# The Grapes Of Wrath



## Lauren (Jan 10, 2005)

Definitely one of the greatest books I've ever read.

It's an interesting story about a family moving west to California, during the dustbowl, for those of you who haven't read it (and if you haven't, you should!). 

There is a lot of description and figurative language, and the book is just beautifully written. I LOVE it. I also found all of the parallels to the Bible very interesting, as I enjoy studying religion.


----------



## johan pasqualli (Jan 10, 2005)

Have you read East of Eden? There are many parallels to the Bible in that book as well.


----------



## kerpoe (Jan 10, 2005)

The characterization was brilliant as well. I'm amazed that the schools don't require their kids to read it where I live.


----------



## Lauren (Jan 10, 2005)

Yes, great characterization. 
My school requires it, but I know the public school system here doesn't. Well, our public school system sucks, which is why I don't go there lol.

I haven't read East of Eden, but I should check it out.  Thanks!


----------



## Dooga Aetrus Blackrazor (Jan 14, 2005)

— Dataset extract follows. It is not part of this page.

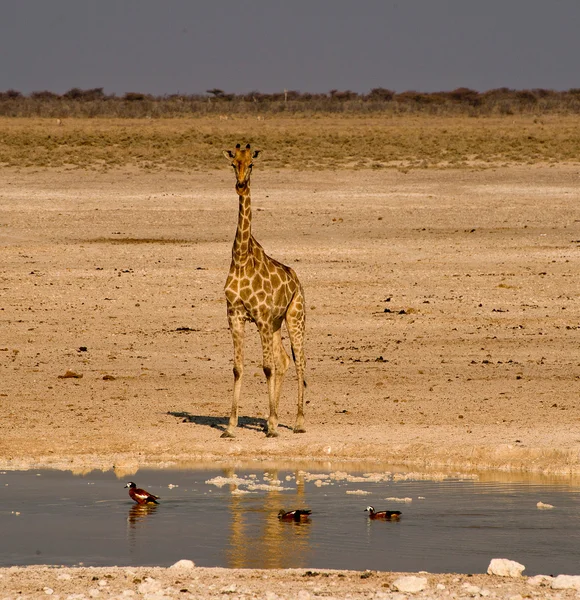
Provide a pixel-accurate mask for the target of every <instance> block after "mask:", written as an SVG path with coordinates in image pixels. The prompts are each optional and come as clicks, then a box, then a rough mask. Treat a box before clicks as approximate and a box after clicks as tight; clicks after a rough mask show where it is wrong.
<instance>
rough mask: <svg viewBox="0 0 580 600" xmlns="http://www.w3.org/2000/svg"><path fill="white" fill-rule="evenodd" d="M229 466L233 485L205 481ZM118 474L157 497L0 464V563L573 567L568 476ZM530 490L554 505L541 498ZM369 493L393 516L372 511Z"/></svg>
mask: <svg viewBox="0 0 580 600" xmlns="http://www.w3.org/2000/svg"><path fill="white" fill-rule="evenodd" d="M313 471H315V472H316V473H318V472H319V470H317V469H313ZM329 472H330V471H327V472H326V473H324V472H322V471H320V474H321V475H323V476H324V477H327V475H328V473H329ZM234 474H235V475H237V477H238V478H240V479H241V480H243V481H242V483H241V484H234V483H226V484H224V485H221V486H218V485H216V484H215V483H206V482H207V481H209V480H214V481H215V482H216V483H221V482H222V481H221V480H220V479H218V480H215V478H220V477H225V478H230V477H232V475H234ZM349 475H351V476H357V477H358V476H361V477H362V476H363V473H356V472H355V473H350V474H349ZM130 479H133V480H134V481H135V482H136V483H137V485H138V486H139V487H144V488H146V489H147V490H148V491H150V492H151V493H154V494H157V495H159V496H161V500H160V504H159V506H154V507H152V508H149V507H139V506H137V505H135V504H134V503H133V502H132V501H131V500H130V499H129V497H128V495H127V490H126V489H124V488H123V486H124V484H125V483H126V481H127V479H122V480H120V479H118V478H117V477H116V476H115V474H114V473H113V472H108V473H101V472H93V473H90V474H89V475H86V476H75V475H72V474H71V473H69V472H62V471H46V470H43V471H23V472H5V473H2V474H0V494H1V499H2V503H1V505H0V506H1V508H0V532H1V535H0V565H1V566H11V565H26V564H59V565H78V564H84V565H95V566H107V565H119V566H139V565H161V566H169V565H171V564H173V563H174V562H176V561H177V560H179V559H182V558H189V559H191V560H193V561H194V562H195V563H196V564H197V565H199V566H223V567H230V568H298V567H303V568H312V569H327V568H332V569H357V570H363V569H373V570H389V571H420V570H425V571H431V572H462V573H482V572H485V571H486V569H487V566H488V564H489V561H490V560H491V559H492V558H498V557H501V558H510V559H512V560H517V561H518V562H521V563H522V564H524V565H526V571H525V574H527V575H533V574H537V573H544V574H559V573H567V574H580V513H579V510H578V506H579V500H580V488H579V487H576V486H572V485H568V484H557V483H551V484H538V483H534V482H526V481H519V482H512V483H506V482H503V481H493V480H491V481H485V482H483V481H474V480H454V479H451V480H446V481H423V480H420V481H416V480H410V481H404V480H403V481H393V480H389V478H387V480H385V481H372V476H371V477H362V481H348V480H346V479H344V478H342V479H341V476H340V475H339V476H338V477H336V476H333V478H332V479H327V478H320V479H318V481H317V480H316V478H315V479H313V480H309V478H308V477H305V476H304V475H303V474H301V473H299V472H298V471H294V470H291V469H280V470H277V471H272V470H270V471H264V470H260V469H257V468H254V469H248V470H246V469H238V470H235V471H234V470H233V469H219V470H218V469H216V470H209V471H208V470H199V471H175V470H157V471H154V470H142V471H139V472H138V473H137V474H136V475H134V476H132V477H131V478H130ZM272 480H276V481H278V482H279V483H277V484H272V483H271V481H272ZM252 484H253V485H254V486H257V487H259V488H260V487H261V486H264V487H267V488H268V489H267V490H265V489H253V490H250V489H248V488H249V487H251V486H252ZM248 492H249V493H248ZM347 492H350V493H347ZM353 492H358V493H353ZM360 492H367V493H366V494H361V493H360ZM386 498H397V499H403V498H410V499H411V501H407V502H402V501H395V500H386ZM538 501H542V502H544V503H546V504H552V505H553V506H554V508H553V509H551V510H539V509H538V508H537V506H536V505H537V502H538ZM369 504H372V505H374V506H375V508H377V510H379V509H385V508H388V509H391V510H393V509H395V510H401V511H402V513H403V516H402V518H401V520H400V521H398V522H379V521H370V520H369V519H368V517H367V513H365V512H364V508H365V507H366V506H367V505H369ZM280 508H285V509H287V510H290V509H293V508H310V509H311V510H312V518H311V520H310V522H308V523H301V524H295V523H282V522H280V521H279V520H278V519H277V513H278V511H279V510H280Z"/></svg>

I haven't read it yet but I will eventually.  The author won a Noble Peace Prize in Literature.  Steinbeck also wrote "Of Mice and Men" which is an excellent book if you haven't read it.


----------



## doctor (Oct 13, 2005)

Cannery Row! One of my favorite Steinbeck novels; but underappreciated, i think.


----------



## dannyboy (Oct 18, 2005)

love cannery row!


----------



## Verkleefd (Dec 11, 2005)

*One of the best lines of The Grapes of Wrath is from that chapter when Steinbeck describes hunger and how companies prefered to throw oranges into the sea rather than giving them to the children. It is a very moving book, and published in 1942, allowed Steinbeck's first nomination for the Nobel Prize for Literature. He was nominated more than ten times, but finally the prize was awarded to him in 1962. He was close to win it in 1954, but Hemingway's candidature was stronger, as he represented a whole American literary expression, as Faulkner did before. It is his finest book, indeed. A world classic.*


----------



## BallerGamer (Jan 10, 2006)

I'm reading it right now for English class.  Though I probably won't enjoy the first chapters, since I've been away for a long time and need to catch up on the first six chapters for tonight


----------